For some reason in all unicode locales I tested, on several different versions of glibc, strcoll() returns zero for any two hiraganas. This breaks sort, uniq, and everything that interacts with orders of strings in some way.
$ echo -e -n 'い\nろ\nは\nに\nほ\nへ\nと\n' | sort | uniq
い
which is simply broken beyond repair. People from different places of world might have different ideas on whether 'い' should be placed before or after 'ろ', but nobody sane would consider them the same.
And no, setting your locale to the Japanese one does not matter:
$ LC_ALL=ja_JP.utf8 LANG=ja_JP.utf8 LC_COLLATE=ja_JP.utf8 echo -e -n 'い\nろ\nは\nに\nほ\nへ\nと\n' | sort | uniq
い
There was discussion in some official mailing list, but guess what, it was in 2002 and it was never fixed because people don't care: https://www.mail-archive.com/[email protected]/msg02658.html
That bug happened to us in some day and in the end our only way out was to set the collate locale to "C" and rely on the nice properties of utf-8 encoding. That's a horrible experience, since one shouldn't really work under "C" locale when processing all-Japanese data.

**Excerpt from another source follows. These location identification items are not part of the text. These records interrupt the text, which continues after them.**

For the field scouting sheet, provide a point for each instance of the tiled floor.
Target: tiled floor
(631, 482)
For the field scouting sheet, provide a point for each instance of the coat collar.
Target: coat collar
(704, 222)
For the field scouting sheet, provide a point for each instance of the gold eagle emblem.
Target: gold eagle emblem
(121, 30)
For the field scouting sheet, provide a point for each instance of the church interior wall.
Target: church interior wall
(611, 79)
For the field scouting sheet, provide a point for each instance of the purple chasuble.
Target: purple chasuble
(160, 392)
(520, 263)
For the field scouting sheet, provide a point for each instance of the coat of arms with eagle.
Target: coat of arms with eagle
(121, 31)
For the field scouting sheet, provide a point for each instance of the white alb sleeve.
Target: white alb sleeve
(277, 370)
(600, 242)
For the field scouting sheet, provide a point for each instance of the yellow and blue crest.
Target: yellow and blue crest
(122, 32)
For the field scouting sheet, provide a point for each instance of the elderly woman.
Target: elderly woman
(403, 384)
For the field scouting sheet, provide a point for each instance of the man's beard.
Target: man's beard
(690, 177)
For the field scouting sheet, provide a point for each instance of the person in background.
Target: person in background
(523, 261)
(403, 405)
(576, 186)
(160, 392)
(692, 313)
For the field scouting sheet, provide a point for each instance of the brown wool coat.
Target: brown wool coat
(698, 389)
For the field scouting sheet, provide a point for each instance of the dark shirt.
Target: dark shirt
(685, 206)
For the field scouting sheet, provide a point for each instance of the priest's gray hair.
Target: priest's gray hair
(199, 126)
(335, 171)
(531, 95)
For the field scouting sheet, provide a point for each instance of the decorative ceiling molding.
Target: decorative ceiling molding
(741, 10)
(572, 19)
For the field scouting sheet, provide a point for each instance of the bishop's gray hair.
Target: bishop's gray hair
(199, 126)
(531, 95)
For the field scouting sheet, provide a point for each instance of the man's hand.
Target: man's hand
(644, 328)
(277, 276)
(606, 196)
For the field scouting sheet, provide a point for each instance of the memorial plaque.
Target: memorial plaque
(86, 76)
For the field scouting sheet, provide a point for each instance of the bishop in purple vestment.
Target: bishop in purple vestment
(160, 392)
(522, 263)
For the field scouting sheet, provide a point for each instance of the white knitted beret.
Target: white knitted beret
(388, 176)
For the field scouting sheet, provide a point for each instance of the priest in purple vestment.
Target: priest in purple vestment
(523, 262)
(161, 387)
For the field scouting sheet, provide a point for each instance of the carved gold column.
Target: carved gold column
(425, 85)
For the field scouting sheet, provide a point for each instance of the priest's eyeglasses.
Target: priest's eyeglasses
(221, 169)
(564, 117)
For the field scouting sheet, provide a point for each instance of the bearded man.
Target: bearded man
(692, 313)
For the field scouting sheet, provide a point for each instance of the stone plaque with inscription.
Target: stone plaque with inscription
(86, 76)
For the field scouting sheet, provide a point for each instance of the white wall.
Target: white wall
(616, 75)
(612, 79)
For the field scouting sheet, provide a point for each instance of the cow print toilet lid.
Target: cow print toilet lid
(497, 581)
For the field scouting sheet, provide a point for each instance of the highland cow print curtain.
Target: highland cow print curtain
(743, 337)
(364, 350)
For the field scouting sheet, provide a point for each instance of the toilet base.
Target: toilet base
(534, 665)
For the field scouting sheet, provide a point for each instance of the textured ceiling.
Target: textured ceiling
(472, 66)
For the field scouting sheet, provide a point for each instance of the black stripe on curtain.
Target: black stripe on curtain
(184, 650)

So for your sanity's sake, do NOT directly use strcoll. A safer variant might be:
int safe_strcoll(const char *a, const char *b)
{
int ret = strcoll(a, b);
if (ret != 0) return ret;
return strcmp(a, b);
}
just in case strcoll() decides to screw you...
EDIT: I just repeated the experiment out of curiosity, and my current system (with glibc 2.29) works without problems now. Locale doesn't matter either.
strcmp()
takes the bytes of the string one by one and compare them as is whatever the bytes are.
strcoll()
takes the bytes, transform them using the locale, then compares the result. The transformation re-orders depending on the language. In French, accentuated letters come after the non-accentuated ones. So é is after e. However, é is before f. strcoll()
gets it right. strcmp()
not so well.
However, in many cases strcmp()
is enough because you don't need to show the result ordered in the language (locale) in use. For example, if you just need to quickly access a large number of data indexed by a string you'd use a map indexed by that string. It probably is totally useless to sort those using strcoll()
which is generally very slow (in comparison to strcmp()
at least.)
For details about characters you may also want to check out the Unicode website.
In regard to the locale, it's the language. By default it is set to "C" (more or less, no locale). Once you select a location the locale is set accordingly. You can also set the LC_LOCALE environment variable. There are actually many such variables. But in general you use predefined functions that automatically take those variables in account and do the right thing for you. (i.e. format dates / time, format numbers / measures, compute upper / lower case, etc.)